Steve Keen raises a good point about innovation.

We regard one of the key failures of the Soviet planning system to
have been its lack of any objective system of cost accounting. Prices
were set in an adminstratively arbitrary way which made it effectively
impossible for local units of production to innovate in a cost cutting
fashion. You can only have directed innovation if there is a clear
metric that you try to maximise or minimise.

Our argument, following Marx, is that minimisation of labour content
is the best such metric. It is superior to minimising monetary costs
since the latter are subject to distortions arising from the wage level.
If wages are low, it appears to be socially beneficial to use a lot
of direct labour and little machinery.
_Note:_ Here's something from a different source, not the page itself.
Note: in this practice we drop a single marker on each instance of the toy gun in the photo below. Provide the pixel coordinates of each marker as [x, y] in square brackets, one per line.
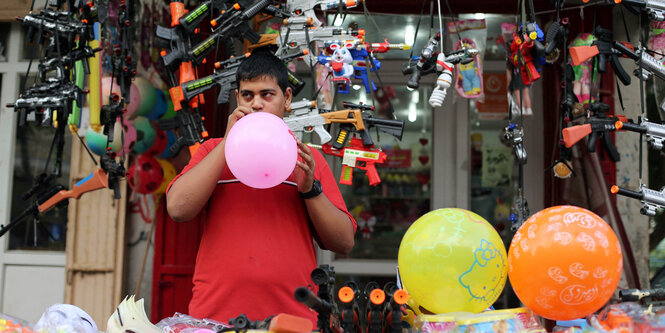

The effects of this in
capitalist production are obvious, but they also applied in the USSR.
There, the bulk of the state budget arose from the profits of state
enterprises. Since this state budget covered the costs of subsidising
many consumer goods like fuel and bread, the wage in the USSR was
less than the necessary labour time. Given that the capitalist
cost calculus is already a disincentive to innovation since it only
includes perhaps 50 to 60% of the labour costs of production in
advanced countries ( and far less in Indonesia or Thailand etc),
the Soviet monetary calculus was even more of a disincentive to innovate
than that under capitalism.

This gave rise to the notorious tendancy of the factory
managers to hoard labour whether they needed it or not, and
generally held back labour saving innovations.

On the other hand Keen is probably mistaken in expecting any
cost minimising calculus to be environmentally friendly. All such
calculi are a reflection of human social relationships onto the
domain of things. The environment as a collection of things only
enters into such calculi insofar as it is property, and not
on its own right. It would be a very bold claim to make to say that
on a world scale, market economies have been more environment friendly
than socialist ones at equivalent stages of development.